Before starting my business, my wife bought me “Xiaomi’s Entrepreneurial Thinking,” but I never read it. Recently, I had some time to go through it and found it very rewarding. I used to dislike such books, thinking these experiences were processed and beautified, and some advice might not be applicable. However, after having personal entrepreneurial experience, reading books by industry leaders makes a lot of sense.

The essence of “Xiaomi’s Entrepreneurial Thinking” is in Chapter Six, “The Seven-Word Formula for the Internet,” which is Focus, Extreme, Reputation, Speed.

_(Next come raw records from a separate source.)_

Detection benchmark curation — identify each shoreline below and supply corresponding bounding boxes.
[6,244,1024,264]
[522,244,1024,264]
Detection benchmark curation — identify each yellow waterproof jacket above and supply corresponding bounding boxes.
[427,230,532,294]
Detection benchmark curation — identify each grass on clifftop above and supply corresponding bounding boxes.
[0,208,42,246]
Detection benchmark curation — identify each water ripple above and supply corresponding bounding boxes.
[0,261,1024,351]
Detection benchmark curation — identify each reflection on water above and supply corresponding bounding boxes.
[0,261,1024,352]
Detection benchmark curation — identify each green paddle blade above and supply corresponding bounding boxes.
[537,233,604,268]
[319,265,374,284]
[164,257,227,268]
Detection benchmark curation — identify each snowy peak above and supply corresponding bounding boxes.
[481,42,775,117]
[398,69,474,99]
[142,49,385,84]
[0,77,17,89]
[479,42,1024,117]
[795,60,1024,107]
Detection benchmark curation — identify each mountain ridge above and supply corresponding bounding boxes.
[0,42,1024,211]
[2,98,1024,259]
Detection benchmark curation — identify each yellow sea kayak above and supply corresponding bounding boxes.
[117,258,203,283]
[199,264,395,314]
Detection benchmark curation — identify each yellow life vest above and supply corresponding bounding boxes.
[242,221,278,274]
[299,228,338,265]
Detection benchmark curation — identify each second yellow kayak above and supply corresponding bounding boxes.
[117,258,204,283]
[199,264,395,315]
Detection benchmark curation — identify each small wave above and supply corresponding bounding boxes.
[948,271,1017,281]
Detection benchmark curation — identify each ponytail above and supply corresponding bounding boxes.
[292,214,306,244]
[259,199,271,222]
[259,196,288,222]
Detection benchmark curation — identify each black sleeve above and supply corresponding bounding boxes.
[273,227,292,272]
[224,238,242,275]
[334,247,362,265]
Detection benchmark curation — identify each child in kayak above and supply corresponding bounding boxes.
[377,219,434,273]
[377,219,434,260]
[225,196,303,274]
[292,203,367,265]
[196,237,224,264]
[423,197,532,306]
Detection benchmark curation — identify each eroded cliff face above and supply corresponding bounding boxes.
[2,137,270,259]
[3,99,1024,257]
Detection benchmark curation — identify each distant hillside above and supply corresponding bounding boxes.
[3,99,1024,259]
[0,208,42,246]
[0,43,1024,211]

The development approach of MIUI fully embodies the “Focus, Extreme, Reputation, Speed” seven-word formula for the internet:

  • Focus: Initially, only four functions were developed (phone, SMS, contacts, and desktop), with extreme restraint.
  • Extreme: With customizable lock screens and themes, it could simulate any phone, pursuing an extreme experience.
  • Reputation: The entire company communicated with users on forums, making friends with them. It was very popular on the XDA forum and became a hit abroad, with its earliest internationalization starting from MIUI.
  • Speed: Weekly iterations, adopting an internet development model.

Focus

Focus is the most important of the seven-word formula for the internet and applies to all companies and products.

Companies Need Focus

Lei Jun shared his first entrepreneurial failure experience. Lei Jun was technically strong, completing four years of credits by his sophomore year. In his junior year, he wrote the antivirus software “Immunity 90,” which sold for a million yuan—a significant amount in the 1990s. So, in his senior year, he founded the Tricolor Company with two tech experts, Li Ruxiong and Wang Quanguo (both of whom are very successful now), but this venture quickly ended in failure.